# Coursera Applied Data Science Capstone
This notebook contains my work for the applied data sience capstone course from IBM/Coursera.

# Introduction

One of the most difficult things about moving to a new city on the other side of the world is deciding where to live. While you can look-up online the characteristics of the most famous suburbs many others that could be hidden gems are overlooked. So, what if you could use the place you are currently living in as a reference to look for recommendations of where to live on the other side of the world. This recommendation could include suburb characteristics such as the types of businesses and facilities around it and some statistical information on the rent prices. Thus, narrowing down your search for the perfect place to live on the other side of the world!
This service is aimed at the people of our globalised world, who are looking to move to a new city within their country or internationally. For this project I'll use myself as an example, back in in the day I move from Guadalajara, MX to Melbourne, AU. So I'll be using the place I used to live in Mexico to rank suburbs in Melbourne that could be suited to me.

# Data

This is the data I plan to use for my solution:
## Venue data for a specific suburb in Guadalajara, MX.  
The location (lat, lon) for the specific suburb will need to be determined for the Foursquare queries, this can be easily obtained through a Google search.  
This location data will be used to obtain venue information using the Foursquare API. The focus will be in obtaining the top 5 venue categories by frequency in that area.  
## Rent price data for all suburbs in Guadalajara, MX.  
This is probably the most difficult to obtain as Mexico is not great with data gathering. The objective with this data is to obtain the percentile the specific suburb is in w.r.t. rent prices. This is in order to have a better price comparison between the two cities as they may be quite different in terms of cost of living. This is with the assumption that the person is (at least) looking at maintaining their current living conditions.  
Thus, the median rental price for housing properties in all the suburbs of Guadalajara, MX are needed.
## Venue data for all Melbourne, AU suburbs.
Location data for all the Melbourne suburbs is needed for the Foursquare venue queries.
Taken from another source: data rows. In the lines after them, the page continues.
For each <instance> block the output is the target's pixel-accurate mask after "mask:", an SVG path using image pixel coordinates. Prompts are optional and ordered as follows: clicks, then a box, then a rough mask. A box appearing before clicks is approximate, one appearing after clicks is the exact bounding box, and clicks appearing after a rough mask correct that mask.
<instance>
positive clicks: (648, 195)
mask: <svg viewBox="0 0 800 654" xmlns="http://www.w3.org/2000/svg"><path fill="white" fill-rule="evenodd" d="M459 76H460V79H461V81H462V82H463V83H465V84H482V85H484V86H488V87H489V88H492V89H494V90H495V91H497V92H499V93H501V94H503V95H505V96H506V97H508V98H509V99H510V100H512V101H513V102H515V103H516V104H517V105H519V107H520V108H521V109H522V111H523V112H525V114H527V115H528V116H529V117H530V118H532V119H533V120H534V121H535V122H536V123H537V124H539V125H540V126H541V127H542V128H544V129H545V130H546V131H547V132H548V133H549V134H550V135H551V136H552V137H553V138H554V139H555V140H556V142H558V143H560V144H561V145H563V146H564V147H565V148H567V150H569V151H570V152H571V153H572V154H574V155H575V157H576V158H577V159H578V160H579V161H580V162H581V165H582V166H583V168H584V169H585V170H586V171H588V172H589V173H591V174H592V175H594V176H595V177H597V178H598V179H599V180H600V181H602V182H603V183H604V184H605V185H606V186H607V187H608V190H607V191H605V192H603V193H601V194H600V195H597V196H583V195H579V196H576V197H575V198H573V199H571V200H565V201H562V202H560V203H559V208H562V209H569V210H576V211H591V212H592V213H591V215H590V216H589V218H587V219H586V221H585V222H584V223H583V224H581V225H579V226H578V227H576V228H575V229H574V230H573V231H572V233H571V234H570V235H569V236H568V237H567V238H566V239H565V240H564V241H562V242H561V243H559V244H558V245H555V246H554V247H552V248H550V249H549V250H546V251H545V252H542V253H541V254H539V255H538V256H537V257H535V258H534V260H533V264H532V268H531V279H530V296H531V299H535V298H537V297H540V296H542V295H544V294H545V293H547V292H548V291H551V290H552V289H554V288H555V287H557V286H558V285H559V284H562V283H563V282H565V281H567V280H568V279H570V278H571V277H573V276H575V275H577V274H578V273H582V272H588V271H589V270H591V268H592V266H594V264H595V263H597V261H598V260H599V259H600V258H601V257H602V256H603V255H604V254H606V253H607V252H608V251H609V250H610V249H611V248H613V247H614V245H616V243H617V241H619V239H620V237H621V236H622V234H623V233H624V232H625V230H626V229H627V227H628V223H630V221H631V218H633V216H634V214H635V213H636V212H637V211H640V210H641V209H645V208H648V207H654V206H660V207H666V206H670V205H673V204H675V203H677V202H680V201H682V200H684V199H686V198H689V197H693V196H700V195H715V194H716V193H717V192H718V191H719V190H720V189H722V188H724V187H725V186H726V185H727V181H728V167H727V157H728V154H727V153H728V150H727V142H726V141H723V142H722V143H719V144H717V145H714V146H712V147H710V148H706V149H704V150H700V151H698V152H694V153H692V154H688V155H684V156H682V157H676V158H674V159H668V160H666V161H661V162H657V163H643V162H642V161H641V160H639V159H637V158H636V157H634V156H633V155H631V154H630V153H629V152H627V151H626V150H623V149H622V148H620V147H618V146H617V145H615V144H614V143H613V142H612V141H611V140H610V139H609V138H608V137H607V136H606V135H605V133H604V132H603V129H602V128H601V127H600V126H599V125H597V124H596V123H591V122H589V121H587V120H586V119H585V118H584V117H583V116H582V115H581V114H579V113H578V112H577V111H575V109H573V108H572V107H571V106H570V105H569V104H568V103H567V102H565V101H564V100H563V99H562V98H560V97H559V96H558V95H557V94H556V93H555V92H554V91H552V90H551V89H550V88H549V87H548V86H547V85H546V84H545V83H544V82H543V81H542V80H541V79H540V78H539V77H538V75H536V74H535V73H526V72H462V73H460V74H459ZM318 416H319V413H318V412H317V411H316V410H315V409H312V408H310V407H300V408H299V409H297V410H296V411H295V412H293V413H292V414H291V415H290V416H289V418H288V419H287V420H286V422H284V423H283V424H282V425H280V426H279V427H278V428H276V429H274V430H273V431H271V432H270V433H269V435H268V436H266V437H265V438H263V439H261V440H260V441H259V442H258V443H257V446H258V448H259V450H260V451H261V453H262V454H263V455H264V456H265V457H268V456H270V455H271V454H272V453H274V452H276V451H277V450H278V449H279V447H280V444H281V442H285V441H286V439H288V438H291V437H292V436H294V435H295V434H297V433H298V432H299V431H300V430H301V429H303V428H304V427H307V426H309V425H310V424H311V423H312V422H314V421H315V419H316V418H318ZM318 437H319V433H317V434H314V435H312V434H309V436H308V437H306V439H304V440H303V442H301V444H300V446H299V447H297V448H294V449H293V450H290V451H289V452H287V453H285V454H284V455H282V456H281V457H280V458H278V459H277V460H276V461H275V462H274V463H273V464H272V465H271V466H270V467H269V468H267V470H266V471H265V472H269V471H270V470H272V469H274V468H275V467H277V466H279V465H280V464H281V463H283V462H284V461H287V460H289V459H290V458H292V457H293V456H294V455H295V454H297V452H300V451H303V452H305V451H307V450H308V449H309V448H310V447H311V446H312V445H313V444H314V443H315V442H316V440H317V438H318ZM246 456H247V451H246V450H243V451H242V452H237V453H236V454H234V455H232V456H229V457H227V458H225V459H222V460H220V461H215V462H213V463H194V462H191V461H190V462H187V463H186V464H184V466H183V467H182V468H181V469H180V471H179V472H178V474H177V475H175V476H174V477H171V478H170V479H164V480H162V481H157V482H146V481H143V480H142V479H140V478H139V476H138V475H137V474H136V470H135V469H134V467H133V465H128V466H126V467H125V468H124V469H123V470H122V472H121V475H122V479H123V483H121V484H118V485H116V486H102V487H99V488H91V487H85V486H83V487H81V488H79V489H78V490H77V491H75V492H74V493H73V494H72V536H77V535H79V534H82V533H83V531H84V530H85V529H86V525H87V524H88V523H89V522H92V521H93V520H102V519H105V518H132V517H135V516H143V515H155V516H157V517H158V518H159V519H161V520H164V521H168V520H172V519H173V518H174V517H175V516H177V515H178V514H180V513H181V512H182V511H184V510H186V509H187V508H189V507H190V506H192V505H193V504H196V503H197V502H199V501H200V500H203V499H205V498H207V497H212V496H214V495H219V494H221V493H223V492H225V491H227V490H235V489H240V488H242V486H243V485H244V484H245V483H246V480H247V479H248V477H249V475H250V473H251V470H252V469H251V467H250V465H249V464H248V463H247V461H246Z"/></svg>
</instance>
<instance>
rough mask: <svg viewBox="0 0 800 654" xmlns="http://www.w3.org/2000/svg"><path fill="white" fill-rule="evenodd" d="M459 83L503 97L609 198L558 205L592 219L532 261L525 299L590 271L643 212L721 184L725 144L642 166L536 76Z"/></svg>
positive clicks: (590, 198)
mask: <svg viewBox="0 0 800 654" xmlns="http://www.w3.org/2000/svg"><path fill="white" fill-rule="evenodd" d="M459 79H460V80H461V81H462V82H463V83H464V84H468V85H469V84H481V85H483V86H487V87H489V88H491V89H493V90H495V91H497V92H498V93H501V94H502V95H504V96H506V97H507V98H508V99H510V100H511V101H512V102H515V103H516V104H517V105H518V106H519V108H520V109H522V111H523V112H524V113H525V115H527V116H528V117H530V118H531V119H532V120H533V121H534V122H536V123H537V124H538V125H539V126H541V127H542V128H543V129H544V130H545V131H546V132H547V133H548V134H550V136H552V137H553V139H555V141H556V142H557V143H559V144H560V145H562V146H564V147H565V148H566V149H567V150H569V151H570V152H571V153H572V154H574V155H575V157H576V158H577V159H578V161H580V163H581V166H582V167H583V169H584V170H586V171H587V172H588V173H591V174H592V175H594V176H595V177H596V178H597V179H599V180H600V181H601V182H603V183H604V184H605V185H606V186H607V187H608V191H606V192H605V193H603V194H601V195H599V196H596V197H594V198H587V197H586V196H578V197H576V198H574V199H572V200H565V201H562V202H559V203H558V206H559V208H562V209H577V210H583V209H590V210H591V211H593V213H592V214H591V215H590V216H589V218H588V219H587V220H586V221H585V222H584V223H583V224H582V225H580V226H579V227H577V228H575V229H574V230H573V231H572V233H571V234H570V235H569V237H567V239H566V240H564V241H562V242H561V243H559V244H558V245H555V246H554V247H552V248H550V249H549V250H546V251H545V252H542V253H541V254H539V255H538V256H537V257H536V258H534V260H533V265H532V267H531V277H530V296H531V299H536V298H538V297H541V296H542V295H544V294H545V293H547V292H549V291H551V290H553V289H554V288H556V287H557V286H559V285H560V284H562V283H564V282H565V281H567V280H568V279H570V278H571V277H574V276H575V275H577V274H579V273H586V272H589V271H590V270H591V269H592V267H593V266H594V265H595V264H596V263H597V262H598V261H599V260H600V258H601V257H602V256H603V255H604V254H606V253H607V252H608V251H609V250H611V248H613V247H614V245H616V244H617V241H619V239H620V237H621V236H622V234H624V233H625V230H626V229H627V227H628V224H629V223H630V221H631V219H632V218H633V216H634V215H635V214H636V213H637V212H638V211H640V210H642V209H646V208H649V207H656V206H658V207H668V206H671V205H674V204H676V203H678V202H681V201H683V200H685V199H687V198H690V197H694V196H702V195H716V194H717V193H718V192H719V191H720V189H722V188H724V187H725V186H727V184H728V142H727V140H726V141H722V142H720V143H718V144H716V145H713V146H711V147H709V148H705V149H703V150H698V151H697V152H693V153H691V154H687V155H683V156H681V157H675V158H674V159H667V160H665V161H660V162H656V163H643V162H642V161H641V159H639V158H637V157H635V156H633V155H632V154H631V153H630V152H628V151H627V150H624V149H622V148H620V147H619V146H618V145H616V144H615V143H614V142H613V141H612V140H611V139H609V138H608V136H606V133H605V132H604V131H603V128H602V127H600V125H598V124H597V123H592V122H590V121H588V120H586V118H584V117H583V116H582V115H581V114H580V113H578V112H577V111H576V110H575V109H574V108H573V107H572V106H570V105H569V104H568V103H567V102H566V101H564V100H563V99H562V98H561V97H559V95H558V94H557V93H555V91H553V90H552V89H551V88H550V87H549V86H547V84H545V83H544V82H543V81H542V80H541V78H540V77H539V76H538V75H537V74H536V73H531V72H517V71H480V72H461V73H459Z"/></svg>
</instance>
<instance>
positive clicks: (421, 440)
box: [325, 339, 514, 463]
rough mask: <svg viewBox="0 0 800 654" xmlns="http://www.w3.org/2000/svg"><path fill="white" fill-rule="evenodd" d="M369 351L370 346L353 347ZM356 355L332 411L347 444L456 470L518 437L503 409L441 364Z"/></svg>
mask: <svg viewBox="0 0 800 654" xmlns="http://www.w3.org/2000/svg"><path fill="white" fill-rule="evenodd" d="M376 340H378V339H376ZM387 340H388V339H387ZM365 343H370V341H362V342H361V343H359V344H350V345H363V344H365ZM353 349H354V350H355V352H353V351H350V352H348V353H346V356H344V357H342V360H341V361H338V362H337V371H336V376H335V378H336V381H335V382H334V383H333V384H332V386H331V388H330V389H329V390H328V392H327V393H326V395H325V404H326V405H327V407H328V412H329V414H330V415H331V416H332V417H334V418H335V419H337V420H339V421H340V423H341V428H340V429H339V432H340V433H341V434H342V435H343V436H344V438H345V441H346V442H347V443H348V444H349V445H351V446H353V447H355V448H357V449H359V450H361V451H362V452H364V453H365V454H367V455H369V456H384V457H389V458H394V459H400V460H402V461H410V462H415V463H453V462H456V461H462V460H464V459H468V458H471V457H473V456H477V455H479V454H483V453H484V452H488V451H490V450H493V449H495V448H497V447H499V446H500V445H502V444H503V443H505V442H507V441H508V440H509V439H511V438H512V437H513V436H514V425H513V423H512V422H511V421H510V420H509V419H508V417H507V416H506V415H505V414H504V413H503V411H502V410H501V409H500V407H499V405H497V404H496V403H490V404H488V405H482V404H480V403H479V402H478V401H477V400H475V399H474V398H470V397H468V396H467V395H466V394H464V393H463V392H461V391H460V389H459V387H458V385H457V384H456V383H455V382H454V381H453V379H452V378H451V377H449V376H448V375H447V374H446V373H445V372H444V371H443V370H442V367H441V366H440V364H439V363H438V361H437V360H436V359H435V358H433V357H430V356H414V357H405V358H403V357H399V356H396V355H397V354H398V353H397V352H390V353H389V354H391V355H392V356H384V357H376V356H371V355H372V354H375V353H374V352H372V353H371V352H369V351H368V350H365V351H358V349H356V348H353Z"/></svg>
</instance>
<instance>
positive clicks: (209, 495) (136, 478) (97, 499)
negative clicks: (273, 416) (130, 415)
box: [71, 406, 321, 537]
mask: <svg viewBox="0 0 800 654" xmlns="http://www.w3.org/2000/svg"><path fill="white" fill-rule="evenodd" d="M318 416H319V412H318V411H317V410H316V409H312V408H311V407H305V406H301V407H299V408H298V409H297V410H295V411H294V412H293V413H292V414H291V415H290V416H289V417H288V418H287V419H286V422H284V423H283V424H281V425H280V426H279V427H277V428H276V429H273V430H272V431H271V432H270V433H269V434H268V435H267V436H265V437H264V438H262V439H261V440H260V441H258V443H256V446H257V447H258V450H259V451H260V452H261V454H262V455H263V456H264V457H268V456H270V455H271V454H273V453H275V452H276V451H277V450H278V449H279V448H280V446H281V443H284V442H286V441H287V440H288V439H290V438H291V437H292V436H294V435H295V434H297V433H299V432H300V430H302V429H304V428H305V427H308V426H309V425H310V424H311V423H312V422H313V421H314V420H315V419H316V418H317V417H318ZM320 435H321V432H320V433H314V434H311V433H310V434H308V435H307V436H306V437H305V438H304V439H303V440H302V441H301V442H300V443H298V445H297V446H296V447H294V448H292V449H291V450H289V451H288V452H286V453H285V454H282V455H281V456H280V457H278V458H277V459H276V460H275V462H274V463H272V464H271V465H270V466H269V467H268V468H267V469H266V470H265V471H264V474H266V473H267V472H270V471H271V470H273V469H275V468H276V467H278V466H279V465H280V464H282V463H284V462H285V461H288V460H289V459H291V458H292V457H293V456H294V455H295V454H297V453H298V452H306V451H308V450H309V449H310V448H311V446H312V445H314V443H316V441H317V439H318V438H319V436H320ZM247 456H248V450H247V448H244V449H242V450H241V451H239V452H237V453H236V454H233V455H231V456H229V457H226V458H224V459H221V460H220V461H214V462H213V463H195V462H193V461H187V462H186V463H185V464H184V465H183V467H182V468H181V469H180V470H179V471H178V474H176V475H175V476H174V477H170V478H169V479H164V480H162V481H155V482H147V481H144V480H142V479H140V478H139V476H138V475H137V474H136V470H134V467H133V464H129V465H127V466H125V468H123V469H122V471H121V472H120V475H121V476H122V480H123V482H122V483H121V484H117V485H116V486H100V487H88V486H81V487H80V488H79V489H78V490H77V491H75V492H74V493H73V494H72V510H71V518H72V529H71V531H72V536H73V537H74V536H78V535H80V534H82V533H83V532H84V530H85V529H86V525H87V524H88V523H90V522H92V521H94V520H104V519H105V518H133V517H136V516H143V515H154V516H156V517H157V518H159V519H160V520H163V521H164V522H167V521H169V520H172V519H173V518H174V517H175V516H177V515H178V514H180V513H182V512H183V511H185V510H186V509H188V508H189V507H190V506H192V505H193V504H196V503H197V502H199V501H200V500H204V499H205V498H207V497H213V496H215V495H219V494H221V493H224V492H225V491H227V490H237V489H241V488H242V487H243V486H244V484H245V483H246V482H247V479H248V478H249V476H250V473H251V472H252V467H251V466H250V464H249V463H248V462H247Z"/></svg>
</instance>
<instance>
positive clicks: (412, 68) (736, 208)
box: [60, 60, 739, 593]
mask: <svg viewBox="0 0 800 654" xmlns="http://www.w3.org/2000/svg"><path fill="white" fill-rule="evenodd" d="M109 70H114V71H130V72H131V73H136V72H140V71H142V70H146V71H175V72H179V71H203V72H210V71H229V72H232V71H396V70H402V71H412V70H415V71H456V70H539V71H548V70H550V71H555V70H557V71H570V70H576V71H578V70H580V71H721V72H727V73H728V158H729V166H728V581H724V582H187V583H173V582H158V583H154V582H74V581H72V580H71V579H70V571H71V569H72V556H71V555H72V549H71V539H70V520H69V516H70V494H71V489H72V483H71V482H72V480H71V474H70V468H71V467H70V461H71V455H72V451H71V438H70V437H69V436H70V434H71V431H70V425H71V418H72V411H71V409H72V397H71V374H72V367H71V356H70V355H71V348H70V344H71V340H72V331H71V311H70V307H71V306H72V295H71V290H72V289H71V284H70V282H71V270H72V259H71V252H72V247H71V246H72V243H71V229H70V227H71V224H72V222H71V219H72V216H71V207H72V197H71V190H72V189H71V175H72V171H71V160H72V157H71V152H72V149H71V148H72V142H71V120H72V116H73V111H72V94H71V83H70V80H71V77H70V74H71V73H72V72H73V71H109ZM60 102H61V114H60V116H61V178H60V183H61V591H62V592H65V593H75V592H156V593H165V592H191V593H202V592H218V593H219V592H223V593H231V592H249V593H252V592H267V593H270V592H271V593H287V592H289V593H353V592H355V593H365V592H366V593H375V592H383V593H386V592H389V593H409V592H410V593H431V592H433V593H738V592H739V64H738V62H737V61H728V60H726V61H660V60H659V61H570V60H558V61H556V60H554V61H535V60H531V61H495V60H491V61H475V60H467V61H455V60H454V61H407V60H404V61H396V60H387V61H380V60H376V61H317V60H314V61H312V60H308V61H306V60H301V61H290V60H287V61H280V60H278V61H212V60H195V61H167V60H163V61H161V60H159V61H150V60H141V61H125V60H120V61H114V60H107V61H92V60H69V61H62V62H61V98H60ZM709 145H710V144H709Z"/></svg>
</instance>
This can be easily obtained from the Australian government's data access website: https://data.gov.au/dataset/ds-dga-af33dd8c-0534-4e18-9245-fc64440f742e/details  
Similarly to the venue information discussed before, the top 5 venue categories will be required for all Melbourne suburbs. The venue data will be used in the comparison between the two cities (by suburb).
## Rent price data for all suburbs in Melbourne, AU.  
Median rental price data for all the Melbourne suburbs can be obtained from the Victorian government's website: https://www.dhhs.vic.gov.au/publications/rental-report.  
This data will be used to determine each suburb's rent percentile, which will then be used as an additional feature for suburb comparison.

#### Imports
All the stuff needed for the project.

In [1]:
import pandas as pd # library for data analsysis
import numpy as np # library to handle data in a vectorized manner
import folium # map rendering library
from geopy.geocoders import Nominatim # convert an address into latitude and longitude values
import requests

# Source suburb data

## Geographical location

Let's use geolocator to get the geographical coordinates of the source suburb of interest.

In [2]:
source_suburb = 'providencia'
source_city = 'guadalajara, mexico'
address = source_suburb + ', ' + source_city

geolocator = Nominatim(user_agent="to_explorer")
location = geolocator.geocode(address)
latitude = location.latitude
longitude = location.longitude
source_loc = [latitude, longitude]
print('The geograpical coordinates of {} are {}, {}.'.format(source_suburb.upper(), latitude, longitude))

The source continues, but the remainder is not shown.